Tutorial Aims:
- Formatting time series data
- Visualising time series data
- Statistically analysing time series data
- Challenge yourself with new data
In this tutorial, we will explore and analyse time series data in R
. Time series analysis is a powerful technique that can be used to understand the various temporal patterns in our data by decomposing data into different cyclic trends. Time series analysis can also be used to predict how levels of a variable will change in the future, taking into account what has happened in the past. By completing this workshop, you will learn not only how to do some simple time series analysis, but also how to prepare temporal data so that R
understands that the data points occur in a distinct sequence, which is an art in itself.
All the resources for this tutorial, including the data and some helpful cheatsheets can be downloaded from this github repository. Before we start, clone and download the repo as a zipfile, then unzip it.
Alternatively, you can fork the repository to your own GitHub account and then add it as a new RStudio
project by copying the HTTPS/SSH
link. For more details on how to register on GitHub, download git
, sync RStudio
and GitHub and use version control, please check out our git
and version control tutorial.
First up, open RStudio
, make a new script by clicking File/ New File/ R Script
and we are all set to learn about time series analysis!
Set your working directory to the location of the folder you just downloaded from the GitHub repository. Use the code below as a guide, but remember that the location of the folder on your computer will be different:
setwd("~/Downloads/CC-time-series-master")
Next, load (library()
) the packages needed for this tutorial. If this the first time you’re using these packages, you’ll need to install them first (e.g. by running install.packages("ggplot2)
and afterwards you can load them using library()
. You only need to install packages once, but you have to load them in every new RStudio
session.
library(ggplot2)
library(forecast)
library(dplyr)
library(colortools)
Next up, load the .csv
files we will be using for this workshop - those are the sample time series data we will be analysing, but you can also have a go using your own data.

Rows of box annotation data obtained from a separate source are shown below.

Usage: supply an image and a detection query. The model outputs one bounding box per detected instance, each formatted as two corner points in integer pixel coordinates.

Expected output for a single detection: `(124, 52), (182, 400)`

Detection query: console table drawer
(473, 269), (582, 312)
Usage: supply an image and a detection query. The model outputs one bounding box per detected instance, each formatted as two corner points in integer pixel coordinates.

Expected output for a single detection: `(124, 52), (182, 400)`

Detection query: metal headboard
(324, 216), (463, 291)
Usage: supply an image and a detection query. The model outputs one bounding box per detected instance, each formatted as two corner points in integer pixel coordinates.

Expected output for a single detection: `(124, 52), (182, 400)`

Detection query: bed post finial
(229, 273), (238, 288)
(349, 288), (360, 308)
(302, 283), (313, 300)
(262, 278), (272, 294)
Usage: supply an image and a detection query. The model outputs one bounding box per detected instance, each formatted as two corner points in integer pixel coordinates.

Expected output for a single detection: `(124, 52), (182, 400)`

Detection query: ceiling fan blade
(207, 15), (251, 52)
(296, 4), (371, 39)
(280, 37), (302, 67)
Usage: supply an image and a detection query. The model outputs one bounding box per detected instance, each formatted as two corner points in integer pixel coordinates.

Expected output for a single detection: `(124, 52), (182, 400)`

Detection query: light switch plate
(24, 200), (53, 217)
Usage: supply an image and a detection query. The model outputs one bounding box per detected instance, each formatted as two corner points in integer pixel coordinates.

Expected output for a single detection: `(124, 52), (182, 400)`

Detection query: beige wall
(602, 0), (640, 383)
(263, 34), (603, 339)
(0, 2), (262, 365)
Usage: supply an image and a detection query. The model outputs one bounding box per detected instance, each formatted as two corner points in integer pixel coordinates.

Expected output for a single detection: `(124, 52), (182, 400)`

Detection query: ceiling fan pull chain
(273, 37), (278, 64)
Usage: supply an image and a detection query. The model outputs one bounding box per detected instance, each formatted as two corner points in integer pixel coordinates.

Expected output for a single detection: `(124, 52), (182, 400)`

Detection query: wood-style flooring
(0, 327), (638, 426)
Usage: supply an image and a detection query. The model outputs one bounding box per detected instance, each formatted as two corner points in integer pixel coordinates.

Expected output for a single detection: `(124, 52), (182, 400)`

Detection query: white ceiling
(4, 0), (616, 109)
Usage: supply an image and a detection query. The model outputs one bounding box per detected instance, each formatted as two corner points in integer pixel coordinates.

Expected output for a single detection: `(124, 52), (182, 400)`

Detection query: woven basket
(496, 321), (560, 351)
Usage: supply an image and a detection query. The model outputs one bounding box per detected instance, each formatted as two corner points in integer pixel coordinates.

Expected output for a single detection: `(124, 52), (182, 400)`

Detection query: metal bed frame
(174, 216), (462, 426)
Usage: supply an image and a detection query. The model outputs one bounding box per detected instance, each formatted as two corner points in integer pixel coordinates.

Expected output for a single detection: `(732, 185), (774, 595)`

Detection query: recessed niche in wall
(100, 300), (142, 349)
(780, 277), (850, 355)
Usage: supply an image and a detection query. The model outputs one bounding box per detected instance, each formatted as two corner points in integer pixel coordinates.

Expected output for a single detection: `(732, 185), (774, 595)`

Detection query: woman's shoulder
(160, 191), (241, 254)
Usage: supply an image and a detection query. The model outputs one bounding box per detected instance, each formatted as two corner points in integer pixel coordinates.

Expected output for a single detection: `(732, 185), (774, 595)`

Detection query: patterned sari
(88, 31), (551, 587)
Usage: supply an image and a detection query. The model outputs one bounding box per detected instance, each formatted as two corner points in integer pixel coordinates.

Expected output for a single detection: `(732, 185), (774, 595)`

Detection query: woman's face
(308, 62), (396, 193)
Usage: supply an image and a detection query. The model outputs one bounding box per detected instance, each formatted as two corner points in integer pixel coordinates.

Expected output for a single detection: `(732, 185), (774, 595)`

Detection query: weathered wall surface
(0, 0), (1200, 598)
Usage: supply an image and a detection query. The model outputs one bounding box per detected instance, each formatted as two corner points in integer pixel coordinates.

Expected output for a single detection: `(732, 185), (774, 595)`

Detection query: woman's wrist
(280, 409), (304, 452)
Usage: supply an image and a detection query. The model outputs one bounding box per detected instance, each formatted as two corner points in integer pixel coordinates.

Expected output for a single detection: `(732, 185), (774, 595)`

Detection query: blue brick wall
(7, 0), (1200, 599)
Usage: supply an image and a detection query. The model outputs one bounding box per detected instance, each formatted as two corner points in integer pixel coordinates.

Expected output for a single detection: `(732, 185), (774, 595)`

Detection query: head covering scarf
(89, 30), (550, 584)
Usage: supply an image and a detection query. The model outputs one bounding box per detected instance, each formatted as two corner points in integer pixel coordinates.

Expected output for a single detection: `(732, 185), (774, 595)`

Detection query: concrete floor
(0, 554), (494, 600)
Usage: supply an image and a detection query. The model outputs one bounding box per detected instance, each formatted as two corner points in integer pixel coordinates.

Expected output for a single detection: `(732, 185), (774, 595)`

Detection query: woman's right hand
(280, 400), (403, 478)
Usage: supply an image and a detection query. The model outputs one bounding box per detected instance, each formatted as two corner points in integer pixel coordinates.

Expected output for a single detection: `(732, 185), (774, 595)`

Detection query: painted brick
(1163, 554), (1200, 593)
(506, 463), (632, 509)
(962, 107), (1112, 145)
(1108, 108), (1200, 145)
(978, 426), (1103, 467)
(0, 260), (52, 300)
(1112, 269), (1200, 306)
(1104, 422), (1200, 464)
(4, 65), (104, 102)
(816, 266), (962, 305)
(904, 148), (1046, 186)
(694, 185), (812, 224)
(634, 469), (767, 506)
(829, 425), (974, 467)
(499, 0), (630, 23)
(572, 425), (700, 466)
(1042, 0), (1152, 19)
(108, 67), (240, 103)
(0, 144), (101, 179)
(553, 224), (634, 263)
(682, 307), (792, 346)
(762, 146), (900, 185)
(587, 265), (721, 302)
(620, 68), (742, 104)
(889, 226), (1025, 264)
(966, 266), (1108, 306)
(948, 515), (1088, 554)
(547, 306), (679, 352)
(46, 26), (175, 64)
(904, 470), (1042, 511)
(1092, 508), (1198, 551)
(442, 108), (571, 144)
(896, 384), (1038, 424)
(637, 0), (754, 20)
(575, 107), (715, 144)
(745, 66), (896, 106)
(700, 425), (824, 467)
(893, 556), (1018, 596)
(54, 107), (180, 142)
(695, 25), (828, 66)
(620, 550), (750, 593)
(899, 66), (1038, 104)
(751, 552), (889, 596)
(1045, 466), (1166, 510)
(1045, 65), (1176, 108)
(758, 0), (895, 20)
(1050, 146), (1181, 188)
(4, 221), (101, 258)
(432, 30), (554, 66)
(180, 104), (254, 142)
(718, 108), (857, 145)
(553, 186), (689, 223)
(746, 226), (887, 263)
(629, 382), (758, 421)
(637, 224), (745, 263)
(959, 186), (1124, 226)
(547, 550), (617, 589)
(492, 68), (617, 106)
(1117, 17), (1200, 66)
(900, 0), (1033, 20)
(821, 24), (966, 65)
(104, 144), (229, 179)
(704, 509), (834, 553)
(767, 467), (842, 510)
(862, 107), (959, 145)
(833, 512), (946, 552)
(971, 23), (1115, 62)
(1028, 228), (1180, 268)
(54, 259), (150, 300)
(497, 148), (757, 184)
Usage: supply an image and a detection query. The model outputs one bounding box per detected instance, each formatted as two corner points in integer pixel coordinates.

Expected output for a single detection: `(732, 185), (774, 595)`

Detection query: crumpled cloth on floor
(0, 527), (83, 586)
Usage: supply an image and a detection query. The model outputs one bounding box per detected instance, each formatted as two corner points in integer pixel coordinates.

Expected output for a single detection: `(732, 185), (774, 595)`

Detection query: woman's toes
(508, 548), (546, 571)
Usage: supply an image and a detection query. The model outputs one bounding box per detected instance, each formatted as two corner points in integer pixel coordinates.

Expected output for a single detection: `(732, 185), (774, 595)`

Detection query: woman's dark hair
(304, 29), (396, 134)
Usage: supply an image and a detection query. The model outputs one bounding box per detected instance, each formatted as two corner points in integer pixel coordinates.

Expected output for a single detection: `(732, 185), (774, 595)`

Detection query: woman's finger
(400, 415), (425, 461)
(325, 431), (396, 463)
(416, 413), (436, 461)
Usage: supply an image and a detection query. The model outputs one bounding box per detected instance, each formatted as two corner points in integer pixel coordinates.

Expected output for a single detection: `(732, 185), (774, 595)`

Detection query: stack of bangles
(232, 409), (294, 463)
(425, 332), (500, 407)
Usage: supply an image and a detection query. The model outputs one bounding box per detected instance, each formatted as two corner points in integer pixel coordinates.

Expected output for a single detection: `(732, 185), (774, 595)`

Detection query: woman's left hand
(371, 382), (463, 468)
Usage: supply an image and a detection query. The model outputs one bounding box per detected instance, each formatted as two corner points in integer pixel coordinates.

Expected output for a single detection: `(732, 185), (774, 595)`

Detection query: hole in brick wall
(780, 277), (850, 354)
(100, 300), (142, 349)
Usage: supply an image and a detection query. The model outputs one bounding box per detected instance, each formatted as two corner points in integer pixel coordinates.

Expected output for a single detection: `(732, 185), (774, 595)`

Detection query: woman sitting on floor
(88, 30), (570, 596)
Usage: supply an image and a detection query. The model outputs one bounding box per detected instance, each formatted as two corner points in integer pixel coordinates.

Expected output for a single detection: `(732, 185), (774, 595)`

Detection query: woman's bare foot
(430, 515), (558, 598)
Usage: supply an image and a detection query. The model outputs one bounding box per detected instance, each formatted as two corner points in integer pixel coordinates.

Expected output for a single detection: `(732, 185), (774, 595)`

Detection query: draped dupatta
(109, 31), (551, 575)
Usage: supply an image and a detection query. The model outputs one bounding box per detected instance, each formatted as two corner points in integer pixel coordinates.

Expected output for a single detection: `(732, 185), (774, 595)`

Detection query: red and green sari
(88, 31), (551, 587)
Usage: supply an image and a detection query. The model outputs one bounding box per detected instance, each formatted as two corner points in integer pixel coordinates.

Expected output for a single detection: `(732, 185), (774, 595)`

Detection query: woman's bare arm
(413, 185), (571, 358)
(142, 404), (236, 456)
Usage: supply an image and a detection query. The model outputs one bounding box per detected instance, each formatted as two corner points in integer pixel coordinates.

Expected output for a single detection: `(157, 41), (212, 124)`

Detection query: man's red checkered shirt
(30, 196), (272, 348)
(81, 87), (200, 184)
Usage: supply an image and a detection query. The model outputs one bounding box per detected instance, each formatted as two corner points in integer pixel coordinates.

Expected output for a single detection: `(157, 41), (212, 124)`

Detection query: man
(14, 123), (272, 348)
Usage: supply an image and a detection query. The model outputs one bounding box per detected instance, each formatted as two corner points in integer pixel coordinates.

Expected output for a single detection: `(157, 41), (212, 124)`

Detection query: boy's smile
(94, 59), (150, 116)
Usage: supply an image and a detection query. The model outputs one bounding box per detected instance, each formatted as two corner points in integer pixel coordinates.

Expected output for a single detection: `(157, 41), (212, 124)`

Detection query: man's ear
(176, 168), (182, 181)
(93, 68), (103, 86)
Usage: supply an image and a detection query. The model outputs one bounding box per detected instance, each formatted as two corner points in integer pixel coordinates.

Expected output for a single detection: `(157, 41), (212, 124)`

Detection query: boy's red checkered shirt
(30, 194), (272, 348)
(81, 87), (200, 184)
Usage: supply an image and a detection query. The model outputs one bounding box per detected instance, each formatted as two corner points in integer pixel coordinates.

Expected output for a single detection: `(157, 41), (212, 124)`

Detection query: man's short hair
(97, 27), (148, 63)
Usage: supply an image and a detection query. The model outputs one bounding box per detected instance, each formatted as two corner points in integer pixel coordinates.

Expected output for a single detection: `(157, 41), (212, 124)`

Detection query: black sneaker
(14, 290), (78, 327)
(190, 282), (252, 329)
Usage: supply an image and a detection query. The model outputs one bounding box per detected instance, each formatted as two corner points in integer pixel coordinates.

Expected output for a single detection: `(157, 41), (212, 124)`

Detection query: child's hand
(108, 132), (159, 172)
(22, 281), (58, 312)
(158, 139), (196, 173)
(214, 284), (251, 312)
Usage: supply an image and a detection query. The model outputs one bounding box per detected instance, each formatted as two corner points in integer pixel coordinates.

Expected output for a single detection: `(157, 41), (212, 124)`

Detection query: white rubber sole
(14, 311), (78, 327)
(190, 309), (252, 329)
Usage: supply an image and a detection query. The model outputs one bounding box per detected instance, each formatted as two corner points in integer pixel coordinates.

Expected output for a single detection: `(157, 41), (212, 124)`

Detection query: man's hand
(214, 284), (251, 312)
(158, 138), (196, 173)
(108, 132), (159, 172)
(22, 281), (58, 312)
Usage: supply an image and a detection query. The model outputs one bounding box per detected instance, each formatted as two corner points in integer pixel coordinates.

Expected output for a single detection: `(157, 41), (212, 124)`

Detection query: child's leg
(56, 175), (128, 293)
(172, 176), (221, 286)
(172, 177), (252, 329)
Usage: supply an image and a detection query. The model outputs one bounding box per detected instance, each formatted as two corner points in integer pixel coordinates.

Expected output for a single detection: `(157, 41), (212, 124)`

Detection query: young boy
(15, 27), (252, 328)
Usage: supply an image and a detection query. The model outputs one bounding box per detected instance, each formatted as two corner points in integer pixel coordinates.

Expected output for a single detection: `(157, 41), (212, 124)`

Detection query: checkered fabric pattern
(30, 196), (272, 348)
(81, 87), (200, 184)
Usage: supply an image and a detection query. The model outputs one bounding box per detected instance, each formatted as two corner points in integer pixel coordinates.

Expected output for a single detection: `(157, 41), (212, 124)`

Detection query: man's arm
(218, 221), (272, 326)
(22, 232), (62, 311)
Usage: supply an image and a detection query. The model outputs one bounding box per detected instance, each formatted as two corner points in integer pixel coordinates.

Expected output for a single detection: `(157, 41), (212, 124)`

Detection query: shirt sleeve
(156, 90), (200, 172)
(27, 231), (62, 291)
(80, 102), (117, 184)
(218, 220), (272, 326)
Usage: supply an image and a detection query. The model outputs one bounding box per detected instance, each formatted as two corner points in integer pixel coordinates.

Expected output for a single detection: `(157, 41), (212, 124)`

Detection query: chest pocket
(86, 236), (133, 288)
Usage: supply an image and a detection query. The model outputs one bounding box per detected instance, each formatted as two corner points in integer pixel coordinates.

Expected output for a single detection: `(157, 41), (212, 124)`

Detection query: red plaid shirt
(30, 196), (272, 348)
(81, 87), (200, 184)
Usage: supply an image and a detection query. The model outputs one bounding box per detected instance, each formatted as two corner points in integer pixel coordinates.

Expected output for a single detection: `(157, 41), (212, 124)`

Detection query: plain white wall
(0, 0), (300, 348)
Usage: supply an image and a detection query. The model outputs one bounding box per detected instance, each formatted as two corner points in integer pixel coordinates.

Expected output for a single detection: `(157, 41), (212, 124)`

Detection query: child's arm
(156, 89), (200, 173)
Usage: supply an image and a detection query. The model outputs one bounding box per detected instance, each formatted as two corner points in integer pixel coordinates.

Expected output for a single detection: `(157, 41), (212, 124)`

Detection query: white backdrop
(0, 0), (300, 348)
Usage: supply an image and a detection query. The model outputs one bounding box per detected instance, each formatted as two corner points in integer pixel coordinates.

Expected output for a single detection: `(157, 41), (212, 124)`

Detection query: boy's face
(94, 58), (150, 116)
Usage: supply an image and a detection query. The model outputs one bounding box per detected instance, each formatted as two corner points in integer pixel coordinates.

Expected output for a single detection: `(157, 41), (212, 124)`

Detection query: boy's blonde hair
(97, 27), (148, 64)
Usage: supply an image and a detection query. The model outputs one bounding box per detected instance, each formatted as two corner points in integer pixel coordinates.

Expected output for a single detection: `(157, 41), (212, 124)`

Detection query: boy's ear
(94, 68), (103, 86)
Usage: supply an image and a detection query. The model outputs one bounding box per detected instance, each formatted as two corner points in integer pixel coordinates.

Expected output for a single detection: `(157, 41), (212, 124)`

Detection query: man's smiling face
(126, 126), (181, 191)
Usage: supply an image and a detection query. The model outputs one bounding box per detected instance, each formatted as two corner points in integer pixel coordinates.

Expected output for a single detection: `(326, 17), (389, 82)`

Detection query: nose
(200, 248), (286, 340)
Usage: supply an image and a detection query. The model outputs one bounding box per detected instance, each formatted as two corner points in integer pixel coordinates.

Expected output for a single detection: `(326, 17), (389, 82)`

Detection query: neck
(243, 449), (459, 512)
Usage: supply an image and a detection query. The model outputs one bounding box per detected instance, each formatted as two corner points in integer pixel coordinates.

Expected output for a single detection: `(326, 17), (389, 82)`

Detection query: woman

monthly_milk <- read.csv("monthly_milk.csv") # Milk production per cow per month
daily_milk <- read.csv("daily_milk.csv") # Milk production per cow per milking
1. Formatting time series data
The most common issue when using time series data in R
is getting it into a format that is easily readable by R
and any extra packages you are using. A common format for time series data puts the largest chunk of time first (e.g. year) and gets progressively smaller, like this:
2017-02-25 18:30:45
This can be generalised to YYYY-MM-DD HH:MM:SS
. If you can record your data in this format to begin with, analysis will be much easier. If time isn’t important for your measurements, you can drop the HH:MM:SS
bit from your records.
The data in monthly_milk
shows the monthly milk production by a herd of cattle between 1962 and 1975. First, we should check the form of the data set:
head(monthly_milk)
class(monthly_milk)
class(monthly_milk$month)
head(monthly_milk)
shows us that the month
column is in a sensible format (YYYY-MM-DD
) and contains no time data. class(monthly_milk)
shows us that the data is in the form of a data frame, which is ideal. However, class(monthly_milk$month)
shows us that the data in the month
is currently being interpreted as a character
, which means it is simply treated as text. If we tried to analyse this data in its current form, R
wouldn’t understand that 1962-01-01
represents a point in time and comes a month before 1962-02-01
. Luckily, R
also has a Date
class, which is much easier to work with. So let’s coerce the data to the Date
class:
# Coerce to `Date` class
monthly_milk$month_date <- as.Date(monthly_milk$month, format = "%Y-%m-%d")
# Check it worked
class(monthly_milk$month_date)
Data in the Date
class in the conventional YYYY-MM-DD
format are easier to use in ggplot2
and various time series analysis packages. In the code above, format =
tells as.Date()
what form the original data is in. The symbols %Y
, %m
, %d
etc. are codes understood by many programming languages to define date class data. Note that as.Date()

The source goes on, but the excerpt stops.